Я непроизвольно улыбаюсь. Мальчик. Сын. Моё маленькое чудо. Пытаюсь рассмотреть на экране хоть какое-то подтверждение её слов, но ничего не понимаю в этих тенях и бликах. И всё же это не важно. Мне просто хочется задержать этот момент, прожить его до конца, чтобы потом можно было вспоминать, как всё начиналось.
Когда обследование заканчивается, врач распечатывает заключение и даёт мне снимок, серое фото, на котором он, мой сын. Я выхожу из кабинета с бумагами.
Заключение простое: «Плод развивается нормально, патологий не выявлено». Осталось дождаться результатов теста.
Вадим просил написать сразу, как выйду. Ждёт. Он имеет право знать. И я действительно собираюсь ему сообщить. Но какая-то упрямая, мстительная часть внутри шепчет: подождёт. Пусть немного почувствует, как это.
Я ведь уже отказала ему в том, чтобы быть рядом сегодня. Сказала, что хочу пройти всё сама. И, наверное, да, таким образом я наказываю его за то, что он тогда, в самый важный момент, не принял ребёнка.
Сначала сомневалась: не слишком ли жёстко? Но потом поняла — нет. Это не наказание, это просто способ сохранить покой. Мне нужно пространство.
Через две недели нас ждёт встреча в ЗАГСе. Развод. Я искренне считаю, что этого уже более чем достаточно.
Поэтому, чтобы не зависнуть в мыслях, первым делом еду в «Балтмед» и отрабатываю смену. Привычная рутина возвращает меня в реальность. Только к вечеру, выйдя на улицу, замечаю, что телефон весь усыпан уведомлениями. Несколько звонков, три сообщения от Вадима.
Я всё же перезваниваю.
— Извини, закрутилась на работе. Только сейчас появилась возможность позвонить.

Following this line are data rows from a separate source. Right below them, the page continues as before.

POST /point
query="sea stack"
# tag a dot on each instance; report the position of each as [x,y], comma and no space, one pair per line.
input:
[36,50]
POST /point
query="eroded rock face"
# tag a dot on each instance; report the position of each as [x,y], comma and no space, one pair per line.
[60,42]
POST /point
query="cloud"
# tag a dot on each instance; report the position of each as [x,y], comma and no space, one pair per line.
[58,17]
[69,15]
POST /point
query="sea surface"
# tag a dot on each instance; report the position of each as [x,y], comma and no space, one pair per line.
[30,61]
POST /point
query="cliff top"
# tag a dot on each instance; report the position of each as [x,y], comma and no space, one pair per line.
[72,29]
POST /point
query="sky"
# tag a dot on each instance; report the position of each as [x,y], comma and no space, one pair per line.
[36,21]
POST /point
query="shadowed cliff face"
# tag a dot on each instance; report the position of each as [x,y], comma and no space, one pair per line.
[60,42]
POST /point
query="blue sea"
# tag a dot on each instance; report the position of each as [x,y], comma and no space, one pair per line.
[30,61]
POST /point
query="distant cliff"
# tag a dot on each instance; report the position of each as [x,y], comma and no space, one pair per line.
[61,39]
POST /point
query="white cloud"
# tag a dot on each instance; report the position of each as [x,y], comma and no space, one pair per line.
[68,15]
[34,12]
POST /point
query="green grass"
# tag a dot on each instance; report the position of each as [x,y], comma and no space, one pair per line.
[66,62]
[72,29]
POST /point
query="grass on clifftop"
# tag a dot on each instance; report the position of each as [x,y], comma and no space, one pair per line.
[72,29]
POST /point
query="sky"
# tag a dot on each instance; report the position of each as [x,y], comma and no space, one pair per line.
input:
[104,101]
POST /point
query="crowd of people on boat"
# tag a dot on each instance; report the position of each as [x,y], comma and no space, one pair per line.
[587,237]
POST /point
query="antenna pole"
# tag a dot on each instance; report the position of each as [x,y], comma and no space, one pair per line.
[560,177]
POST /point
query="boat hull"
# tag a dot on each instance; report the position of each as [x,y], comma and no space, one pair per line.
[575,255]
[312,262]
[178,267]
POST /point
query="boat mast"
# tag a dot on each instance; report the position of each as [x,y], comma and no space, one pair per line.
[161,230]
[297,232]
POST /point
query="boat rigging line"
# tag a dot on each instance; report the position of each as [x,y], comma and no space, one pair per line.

— Хорошо хоть вообще перезвонила, — хмыкает он.
— Не язви, — отвечаю, стараясь говорить спокойно. — Я с хорошими новостями. По УЗИ всё отлично. Результаты расширенного скрининга будут через десять рабочих дней.
— Это долго, — вздыхает он. — А пол сказали?
— Да. Мальчик.
На том конце повисает звенящая тишина. Такая, что даже шум вечерней улицы будто замирает.